Three weeks ago, Northern Plains News reported that Boobgate stars Mike Mueller and Julie Frye-Mueller and their fellow radical Republican Matt Smith are promoting an initiated constitutional amendment to abolish property taxes and replace that lost revenue with a retail transaction tax. Frye-Mueller is a notoriously unreliable source, hubby Mike cast all sorts of doubt on NPN’s original report, and the proponents’ website doesn’t offer the specific plan, so I waited until the Legislative Research Council posted the actual draft amendment with its statutorily required comments.
The LRC produced its response to the Frye-Mueller-Smith proposal on August 14, but the Secretary of State’s office did not post that document to the 2026 ballot question webpage until yesterday (I love ballot questions, so I’ve been checking every day since NPN published its story).
In this original draft form, the proposed nine-section amendment makes the following significant changes to South Dakota’s constitutional tax structure:
- The amendment eliminates property taxes in South Dakota except as a mechanism for paying off public debt (Sections 1–7, 9).
- School districts lose the authority to impose taxes (Section 2).
- The amendment imposes a tax of $1.50 on every retail transaction of $15 or more (Section 8).
- The amendment taxes purchases of less than $15 at 10% (Section 8).
- The Legislature may increase the transaction tax annually “by the lesser of five cents or an amount estimated to provide the moneys necessary to replace the revenue foregone from the prohibition on real property taxes” (Section 8).
- Proceeds from the transaction tax go into a state fund that the state disburses to schools, counties, cities, and other taxing entities to replace the lost revenue from property tax (Section 8).
Remarkably, the LRC suggests no revisions to the transaction-tax proposal. LRC marked up all four of the other initiatives in the hopper and has niggled about finer points of lawmaking language in every draft initiative submitted over the past several years. To spend what appears to be the full 15-working-day review period producing zero guidance for the sponsors suggests LRC just wanted to sit on this proposal as long as possible without providing the sponsors any help.
The LRC does offer the transaction tax sponsors one bit of legal advice: “…you may want to consider whether this proposal has any impact on the State of South Dakota’s compliance with the Streamlined Sales Tax Agreement.” That’s the same legal pretext Attorney General Marty Jackley trotted out to sandbag Rick Weiland’s initiative to repeal South Dakota’s regressive food tax in the 2024 election cycle. I would suggest the proposed transaction tax is more streamlined than any of South Dakota’s current sales taxes; instead of varying rates from town to town and $1.48 billion in exemptions.
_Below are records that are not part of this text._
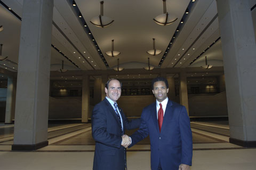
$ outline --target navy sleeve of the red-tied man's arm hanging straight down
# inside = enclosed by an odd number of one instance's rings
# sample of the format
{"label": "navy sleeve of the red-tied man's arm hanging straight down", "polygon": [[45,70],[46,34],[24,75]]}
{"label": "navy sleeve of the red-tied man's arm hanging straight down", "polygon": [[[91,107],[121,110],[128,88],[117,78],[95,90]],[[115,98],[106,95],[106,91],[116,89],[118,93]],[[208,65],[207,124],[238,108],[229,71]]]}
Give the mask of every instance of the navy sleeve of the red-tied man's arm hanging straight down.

The LRC makes the obvious point that this amendment will affect revenues and budgets and thus will require a fiscal note. I am keenly eager to read the LRC’s calculations of how many retail transactions take place in South Dakota and how close a $1.50 charge for doing almost every little bit of business will come to replacing the $1.789 billion the schools, counties, and other political subdivisions collect each year in property taxes.
The LRC gives the sponsors a pass on the single-subject rule, declaring that the amendment “appears to embrace only one subject—taxation.” It won’t take much creativity from the Secretary of State or lawyers for the schools and counties and conservation districts to demonstrate that this amendment does indeed embrace multiple subjects: elimination of property tax, elimination of schools’ taxing authority, imposition of a new transaction tax, assignation of tax revenues to a specific fund and purpose. The single-subject rule is an unnecessary and arbitrary restriction on the initiative process, but as long as we have it, it’s there for opponents to use against initiatives, and contrary to LRC’s casual assessment, the transaction-tax initiative is ripe for a single-subject challenge.
The sponsors of this amendment face a time crunch that may prevent them from circulating petitions to place this measure on the 2026 ballot. The LRC issued its response on August 14. If the sponsors submitted their final amendment language the next day, August 15, to the Attorney General, the AG’s 80-day review period extends to exactly November 3. By the end of that same day, the sponsors must put in the Secretary of State’s hands physical and electronic copies of their proposed amendment along with a properly formatted petition that includes the Attorney General’s explanation and the LRC’s fiscal note. If Attorney General Marty Jackley wants to stifle this amendment (and his Republican establishment is already poo-pooing the proposal), he need only drag out his review porcess, as the LRC appears to have done, until the last possible moment, issue his revised explanation at 4:59 Central on November 3, and leave the sponsors without the time necessary to print their petition and hand it to the Secretary of State.